À esquerda e à direita acumulam-se restos de paredes. É um bom indício. Faz alguns dias desde que viu alguma construção e embora as matas ofereçam melhores possibilidades de encontrar água e algo para mastigar, são úmidas e se dorme desabrigado, ao sabor do vento, do frio e principalmente da chuva. É preciso procurar um lugar melhor antes que a desgraçada volte e o chiado no seu peito piore. 

Ao contrário de outros poucos que viu por aí, o último já a muitas mudanças da lua, ele não empurra um carrinho cheio de tralhas, água ou comida. Percebeu com alguma facilidade que isso o deixaria lento e o faria uma presa fácil para os mais fortes, rápidos ou saudáveis. Não. Seus pertences são muito poucos, todos carregados junto ao corpo.

Fazendo um esforço para manter sua concentração, tateou por sob a barba comprida e precocemente grisalha à procura do seu bem mais precioso: a faca que traz em uma bainha de couro, pendurada no pescoço. Toca-lhe o cabo e lembra-se de seu objetivo. Precisa encontrar abrigo, rapidamente.

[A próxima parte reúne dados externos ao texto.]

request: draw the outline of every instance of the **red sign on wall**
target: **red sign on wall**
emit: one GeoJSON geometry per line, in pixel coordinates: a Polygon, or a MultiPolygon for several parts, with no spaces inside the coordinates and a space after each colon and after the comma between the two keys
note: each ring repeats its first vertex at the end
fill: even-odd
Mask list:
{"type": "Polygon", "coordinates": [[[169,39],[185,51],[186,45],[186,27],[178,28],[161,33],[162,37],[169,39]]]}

Olhando para frente, firma o passo deixando para trás o caminhar arrastado e incerto do homem que há alguns instantes parecia completamente perdido. Inclinando ligeiramente o corpo para frente, a fim de adequar seu equilíbrio à mudança de inclinação do terreno na medida em que este se torna íngreme, mantém o ritmo das passadas, agora muito mais firmes. É necessário economizar energia e ele sabe que caminhar grandes distâncias sem se adequar às características do terreno pode lhe consumir calorias necessárias. Arrependeu-se por um instante de não ter providenciado um bastão de caminhada, um pedaço de pau para apoiar-se, e logo descartou o pensamento. Não há sentido em desprender tempo e energia com decisões já tomadas e executadas. É sempre tarde demais, de qualquer forma.

Chegando ao topo da colina permitiu-se uma longa pausa para avaliar o que se revelou adiante. Retira os óculos de lente escura e aro grosso que usa e observa o que vê ao seu redor.

À esquerda a colina se estende por alguns metros até ser brutalmente interrompida por uma cratera enorme. Já viu muitas dessas, sabe que não vale a pena investigar. Que tipo de explosão a teria criado ele já desistiu de imaginar a muitos anos.

À direita a colina desce, mostrando o mesmo padrão de ruínas que observou ao longo do caminho. Restos de paredes de alvenaria e madeira, cercados de mato alto e árvores de pequeno porte aqui e ali. Instintivamente procurou ninhos de aves nas copas, mas não viu nenhum. 

Mas à sua frente as ruínas cresciam e tomavam contornos mais animadores. Ruas eram claramente perceptíveis cortando caminho entre construções desabadas ou parcialmente tombadas, sugerindo algum sentido em meio ao caos. Curiosamente este sentido agride profundamente o caos que reina no resto do ambiente.

Seguindo os riscos negros e largos de asfalto no chão, encontrou cruzamentos, e pilhas de metal enferrujado que concluiu terem sido carros. No horizonte, linhas verticais brotam do chão riscando o céu e crescendo de forma imponente onde não deveria existir nada. Nunca viu nada maior do que uma casa de dois pavimentos. Foi o primeiro prédio em pé que se lembrou de ver em sua vida. Um não, vários. Estava em uma cidade.

Com o olhar perdido nas as silhuetas estranhamente retas percebe que o sol vai baixo e que seu tempo se esgota. Abrigo, precisa encontrar abrigo. Aquecer-se e esperar pelo amanhecer.